Oil industry worries Libya unrest could spread

Posted: February 22, 2011 in World News

My Way News
February 22, 2011

The first major protests to hit an OPEC country put the oil industry on edge Monday, sending crude prices jumping and raising speculation about the use of emergency oil reserves that have only been touched twice in two decades.

In addition to Libya, the industry is closely watching protests in Algeria, Bahrain and Iran, the second-largest crude exporter in the OPEC behind Saudi Arabia.

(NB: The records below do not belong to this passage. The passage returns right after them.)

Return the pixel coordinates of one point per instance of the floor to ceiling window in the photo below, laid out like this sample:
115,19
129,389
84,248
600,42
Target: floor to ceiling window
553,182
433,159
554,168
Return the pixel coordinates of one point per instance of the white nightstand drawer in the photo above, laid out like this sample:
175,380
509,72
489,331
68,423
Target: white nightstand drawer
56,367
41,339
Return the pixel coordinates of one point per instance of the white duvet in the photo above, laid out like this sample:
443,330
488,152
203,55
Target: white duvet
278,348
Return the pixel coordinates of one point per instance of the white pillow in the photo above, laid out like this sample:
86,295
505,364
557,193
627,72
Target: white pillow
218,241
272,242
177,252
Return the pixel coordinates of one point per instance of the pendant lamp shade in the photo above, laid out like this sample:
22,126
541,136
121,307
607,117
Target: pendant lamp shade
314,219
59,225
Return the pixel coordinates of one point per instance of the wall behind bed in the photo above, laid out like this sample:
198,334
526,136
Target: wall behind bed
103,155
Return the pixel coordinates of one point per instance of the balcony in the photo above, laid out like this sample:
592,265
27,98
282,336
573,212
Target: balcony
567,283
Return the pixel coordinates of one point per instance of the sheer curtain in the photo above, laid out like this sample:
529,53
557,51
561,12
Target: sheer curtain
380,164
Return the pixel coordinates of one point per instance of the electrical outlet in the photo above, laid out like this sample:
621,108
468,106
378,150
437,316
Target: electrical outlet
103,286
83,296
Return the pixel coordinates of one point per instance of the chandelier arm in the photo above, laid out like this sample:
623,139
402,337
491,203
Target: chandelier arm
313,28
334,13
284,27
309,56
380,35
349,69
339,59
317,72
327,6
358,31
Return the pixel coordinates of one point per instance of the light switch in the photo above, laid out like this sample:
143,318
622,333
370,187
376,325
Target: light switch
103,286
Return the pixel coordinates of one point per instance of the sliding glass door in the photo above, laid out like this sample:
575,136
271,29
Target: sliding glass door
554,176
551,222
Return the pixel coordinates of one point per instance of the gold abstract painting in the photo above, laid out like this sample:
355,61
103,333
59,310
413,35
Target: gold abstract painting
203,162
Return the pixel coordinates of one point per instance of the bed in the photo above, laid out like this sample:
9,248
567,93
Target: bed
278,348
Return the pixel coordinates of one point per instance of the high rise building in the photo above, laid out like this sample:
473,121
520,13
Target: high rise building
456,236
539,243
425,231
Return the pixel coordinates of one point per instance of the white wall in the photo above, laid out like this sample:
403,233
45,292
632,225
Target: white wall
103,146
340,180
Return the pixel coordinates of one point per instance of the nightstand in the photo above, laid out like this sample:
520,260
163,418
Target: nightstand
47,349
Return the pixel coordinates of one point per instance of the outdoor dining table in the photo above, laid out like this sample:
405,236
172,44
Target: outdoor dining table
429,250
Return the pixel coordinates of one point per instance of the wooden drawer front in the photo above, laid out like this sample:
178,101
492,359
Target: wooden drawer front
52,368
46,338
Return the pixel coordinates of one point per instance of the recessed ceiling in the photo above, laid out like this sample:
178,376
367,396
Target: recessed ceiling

“The concerns in the market go beyond Libya,” said Victor Shum, an energy analyst with Purvin & Gertz in Singapore. “It’s unlikely we’re going to see any meaningful disruption of oil from the Middle East or North Africa, but the spread of this unrest has raised anxieties.”

Libya is more important to the oil industry than Egypt or Tunisia, scenes of the previous upheaval in North Africa. Oil passes through Egypt, where protesters recently forced out longtime ruler Hosni Mubarak, but Egypt is not an oil exporter. Tunisia is a minor exporter.

Bahrain is not a big oil exporter either, but it has some political similarities to Saudi Arabia, which sits atop the world’s largest reserves of conventional crude.

Libya exports some 1.1 million barrels of crude a day from production of 1.6 million barrels – ranking it about 17th among world oil producers. And it has the largest proven oil reserves in Africa.

The United States, the world’s largest consumer of oil, does not import any petroleum from Libya. But disruptions elsewhere can raise the price of oil worldwide.